I profili di undici persone, a cominciare da alcune donne: Ceija Stojka, la zingara che conobbe – bambina – l’inferno dei lager nazisti, e che – adulta – fece il suo ingresso in Vaticano come una regina, e le suore dello Yemen, missionarie della carità, volto spesso nascosto di una chiesa operosa e lontana dai clamori, la più autentica. C’è il piccolo ebreo Giulio Segre, che durante la Seconda guerra mondiale fu protetto da don Cirillo, parroco di Cormaiore (nome italianizzato di Courmayeur), e c’è il rabbino Elio Toaff, anche lui salvato un giorno da un prete cattolico. Ci sono i papi, Ratzinger e Bergoglio, e l’ultimo “urtista” di San Pietro, Alfredo Chiarelli, (così venivano chiamati gli ambulanti, poiché per attirare l’attenzione dei turisti li urtavano con delicatezza). E poi Alver Metalli, don Luigi Giussani, Carlo Petrini (fondatore di Slow food), Paolo Dall’Oglio e Mar Gregorios, “due uomini di Dio, che amavano pazzamente la Siria”.

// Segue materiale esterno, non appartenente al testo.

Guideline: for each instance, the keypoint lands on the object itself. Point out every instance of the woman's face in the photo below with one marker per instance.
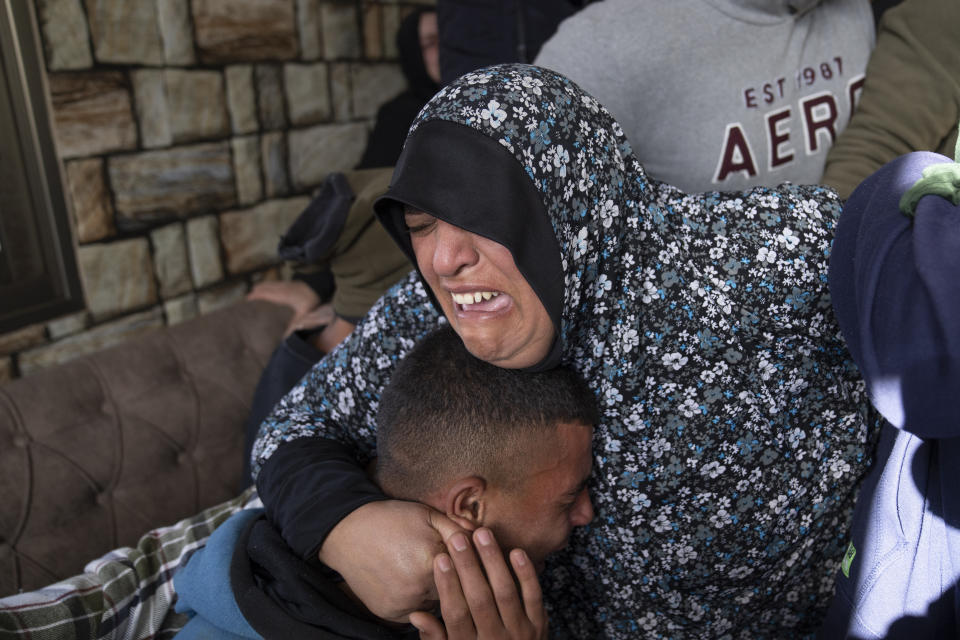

Lo sguardo dell’autore – la sua penna – è un filo rosso che attraversa epoche, luoghi e profili molto diversi, regalando al lettore i cammei di storie memorabili, con fatti e spaccati che probabilmente sarebbero rimasti nell’oblio se non ci fosse stato qualcuno a raccoglierli, a dare loro una forma e a restituirli in forma di racconto. Lo sguardo di quegli occhi sgranati si fa dunque parola, grazie all’esperto giornalista televisivo che non ha perso la capacità di stupore propria del bambino, e che riesce armonicamente a dire “io” senza ingombrare, senza invadere, senza togliere oggettività. Ogni storia è frutto di incontri personali, di dialoghi, di esperienze, con relative impressioni, riflessioni e considerazioni suscitate. L’autore ne è coinvolto nella misura giusta, riuscendo con discrezione a rivelare anche qualcosa di sé, della sua sensibilità, del suo modo di entrare in relazione, con quella giusta distanza (o giusta vicinanza) dalle storie che è spesso frutto di un’alchimia difficile. Perché non è facile la misura di quel “giusto”, ed è comunque soggettiva, e insieme frutto di una complicità implicita con chi di quelle storie è il destinatario.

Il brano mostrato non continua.